For those designing participatory processes, this highlights the importance of shifting from engagement to co-creation. When people see their knowledge reflected in outcomes and feel responsible for maintaining them, participation becomes a continuous and self-sustaining process rather than a single event.
Place: grounding participation in everyday environments
While digital tools and community processes are essential, participation ultimately takes shape in physical space. Streets, parks, and neighbourhoods are where urban change becomes visible, experienced, and contested. As such, place is not simply a backdrop for participation, it is an active component of it.
Public spaces, in particular, play a crucial role as accessible and democratic environments where different groups can come together. They provide opportunities for informal interaction, experimentation, and dialogue that cannot be fully replicated in digital environments. Integrating participatory activities into these spaces helps make processes more inclusive, especially for those who may not engage with online platforms.
At the same time, data-driven approaches can support these processes when used appropriately. Projects such as ClimaGen demonstrate how existing datasets and mapping tools can be used to identify opportunities for urban greening and climate adaptation, while also serving as a starting point for discussions with residents. Rather than presenting data as fixed or authoritative, these tools can open up conversations about local priorities, trade-offs, and possibilities.

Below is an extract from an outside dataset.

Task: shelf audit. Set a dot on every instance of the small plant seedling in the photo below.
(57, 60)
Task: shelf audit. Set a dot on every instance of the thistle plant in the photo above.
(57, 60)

However, the discussion also highlighted that data is often incomplete, uneven, or difficult to interpret. Waiting for perfect information can delay action unnecessarily. Instead, practitioners are encouraged to work with available data, using it as a basis for engagement while remaining attentive to local knowledge and context. Ultimately, successful participatory processes are those that balance digital and physical interaction. Technology can support analysis and visualisation, but it is through face-to-face encounters and shared experiences that trust is built and ideas are negotiated. Designing for inclusion therefore means considering both the accessibility of tools and the accessibility of spaces.
Expanding participation beyond the human
An important reflection emerging from the discussion concerns the limits of current participatory approaches. Even when processes are inclusive of diverse social groups, they tend to remain human-centred. Yet urban transformations also affect ecosystems, biodiversity, and non-human life.
Recognising this gap invites a broader understanding of participation, one that considers how ecological perspectives can be represented within decision-making processes. Whether through data, environmental indicators, or advocacy, integrating the needs of non-human actors is essential for truly sustainable urban development.
Key Take aways
The discussions made clear that inclusive urban transformation cannot be achieved through technology, participation, or design alone. It emerges from the interaction between all three. Digital tools must be transparent and accessible, communities must feel a genuine sense of ownership, and public spaces must enable meaningful encounters.
Perhaps most importantly, success should not be measured by the number of participants or the sophistication of the technology used, but by whether these processes lead to tangible improvements in everyday life. When people can see and experience the results of their contributions, participation becomes not only more effective, but more meaningful.
This is part one of a series of webinars that will contribute together to a final output in terms of a policy brief or potential paper collecting the learnings from a diverse range of topics.